The average price of a detached house in Metro Vancouver was well over $1 million in April, up 12.5 per cent from one year earlier. Prices in other cities, like Toronto, aren’t far behind.

Such fast-growing prices have squeezed out many young buyers and some blame wealthy foreign investors, who they say are snapping up the limited supply of houses and condos.

B.C. housing market

UBC professor Paul Kershaw says that the unaffordability is clear. His recent study suggests it now takes an average 25- to 34-year-old Canadian making median full-time earnings 10 years to save an average down payment. In the 1970s, it was about five years.

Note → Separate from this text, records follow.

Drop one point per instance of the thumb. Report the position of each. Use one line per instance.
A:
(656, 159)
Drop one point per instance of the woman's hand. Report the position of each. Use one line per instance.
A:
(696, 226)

In Vancouver, Kershaw estimates it takes more like 20 years. “Even the most elite, earning six-figure salaries, will be struggling to get a space in metro Vancouver,” he says.

An online petition demanding foreign investors be restricted from buying housing in Vancouver recently passed 20,000 signatures, forcing politicians to respond.

Canadian housing market

The petition points out that other places with soaring home prices have put restrictions on foreigners to keep them out of the resale market.

Australia, for example, requires non-residents to get approval before buying a residence and usually only approves those buying in new developments.

“The Australian Government believes that foreign investment in the housing sector should increase the supply of homes, and should not be speculative in nature,” says a guide from its federal government.

On Thursday, both British Columbia’s premier and Prime Minister Stephen Harper rejected the idea of such restrictions.

Harper said limiting foreign investment in housing is not something he is “contemplating at the current time.”

B.C. Premier Christy Clark, meanwhile, acknowledged that restricting foreign investors would cause prices to drop, but she won't consider restrictions.

“In terms of a tax on foreign buyers, people who already own homes are often a little bit concerned about that idea because it would probably mean a big reduction in the equity they own in the home,” Clark said earlier this week.

“By trying to move foreign buyers out of the market, housing prices overall will drop -- that’s good for first-time homebuyers, but not for anybody who’s depending on the equity in their home to maybe get a loan, or use that to finance some other project.”

That may be bad news for Vancouverites like Mike Manson and his family. Their rental home was recently sold to developers and they say they will never be able to buy in Vancouver.

“We are being forced out of this city,” he says.